Article citation information:

Bănică, M.V., Rădoi, A., Pârvu, P.V. Onboard visual tracking for UAV’s. Scientific Journal of Silesian University of Technology. Series Transport. 2019, 105, 35-48. ISSN: 0209-3324. DOI: https://doi.org/10.20858/sjsutst.2019.105.4.

 

 

Marian Valentin BĂNICĂ[1], Anamaria RĂDOI[2], Petrișor Valentin PÂRVU[3]

 

 

 

ONBOARD VISUAL TRACKING FOR UAV’S

 

Summary. Target tracking is one of the most common research themes in Computer vision. Ideally, a tracking algorithm will only once receive information about the target to be tracked and will be fast enough to identify the target in the remaining frames, including when its location changes substantially from one frame to another.

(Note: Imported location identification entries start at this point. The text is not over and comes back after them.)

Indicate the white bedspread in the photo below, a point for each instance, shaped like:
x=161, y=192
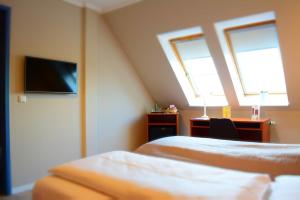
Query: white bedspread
x=274, y=159
x=125, y=175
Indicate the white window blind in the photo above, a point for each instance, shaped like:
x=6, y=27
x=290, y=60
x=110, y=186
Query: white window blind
x=199, y=67
x=258, y=59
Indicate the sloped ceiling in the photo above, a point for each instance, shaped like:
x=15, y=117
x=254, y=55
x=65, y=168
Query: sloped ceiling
x=102, y=6
x=137, y=26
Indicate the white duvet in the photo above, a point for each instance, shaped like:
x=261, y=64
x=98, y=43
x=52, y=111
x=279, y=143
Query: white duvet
x=125, y=175
x=274, y=159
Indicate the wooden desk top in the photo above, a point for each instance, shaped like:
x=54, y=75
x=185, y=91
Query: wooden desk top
x=248, y=120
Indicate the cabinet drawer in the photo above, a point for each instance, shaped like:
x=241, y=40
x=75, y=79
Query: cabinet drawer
x=156, y=132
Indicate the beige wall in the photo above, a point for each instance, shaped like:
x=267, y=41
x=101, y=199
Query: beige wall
x=123, y=100
x=116, y=100
x=52, y=129
x=160, y=16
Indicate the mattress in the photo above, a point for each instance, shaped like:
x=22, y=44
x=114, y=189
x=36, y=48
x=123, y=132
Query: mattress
x=53, y=187
x=125, y=175
x=273, y=159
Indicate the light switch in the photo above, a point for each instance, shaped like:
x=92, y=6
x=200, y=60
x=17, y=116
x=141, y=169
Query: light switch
x=22, y=99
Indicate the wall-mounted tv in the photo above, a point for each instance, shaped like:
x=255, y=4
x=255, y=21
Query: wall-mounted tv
x=50, y=76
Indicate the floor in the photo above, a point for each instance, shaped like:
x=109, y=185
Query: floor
x=20, y=196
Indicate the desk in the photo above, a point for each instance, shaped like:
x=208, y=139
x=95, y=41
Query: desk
x=248, y=129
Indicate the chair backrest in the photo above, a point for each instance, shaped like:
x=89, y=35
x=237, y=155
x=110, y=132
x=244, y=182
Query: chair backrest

In addition, if the target disappears from the area of interest, the algorithm should be able to re-identify the desired target. Target tracking was done using a drone with a Jetson TX2 computer onboard. The program runs at the drone level without the need for data processing on another device. Cameras were attached to the drones using a gimbal that maintains a fixed shooting angle. Target tracking was accomplished by placing it in the centre of the image with the drone constantly adjusting to keep the target properly framed. To start tracking, a human operator must fit the target he wishes to follow in a frame. The functionality of this system is excellent for remote monitoring of targets.

Keywords: UAV, computer vision, tracking


1. INTRODUCTION

 

The use of unmanned aircraft technology and search, rescue and surveillance sensors is not a new idea. We need to consider the number of operators required for a UAV system, a pilot to control, plan and monitor the drones and a co-pilot to operate the sensors and the flow of information. Because a man can focus on a limited number of tasks, a computerised system, which optimises the presentation of information and automates the data acquisition, is necessary.

To automate the acquisition of information suggests an attempt at integration of automatic video detection systems for people, cars, and ships. Data produced in areas affected by a disaster are georeferenced to support the presentation of information and humanitarian action. Using the coordinates of the place where a photo containing a target was done, the flight height and the position of the target in the picture, the coordinates of the target can be calculated.

The primary goal of target tracking is to determine the position of a selected target in a video. Based on the initial state of a target in the first frame, the target-tracking algorithm estimates the target position in subsequent frames. Many researchers have been studying the issue of targeting for years and have come up with many solutions. Nowadays, the main challenge comes from variations in lighting, occlusions, deformations, rotations, and so on.

 

 

2. METHODOLOGY

 

The Moving Target Indicator (MTI) is essential when the operator enlarges the area of interest to observe details during a target tracking operation. If the area is greatly enlarged, the operator will lose the overall image. This is often the case in monitoring missions where the operator must detect the moving object, then recognise it (for example, an area where the movement should be monitored). If more objects are moving, then all of them are detected by identifying the motion of the pixel group. With this information, the operator can focus his attention on the overall image and, if necessary, can enlarge the image to extract more information about the object. In addition, the operator can see all the moving objects, identify the direction of movement, the set of moving objects and make the necessary decisions. The motion detection part of the moving objects is the MTI tool's task.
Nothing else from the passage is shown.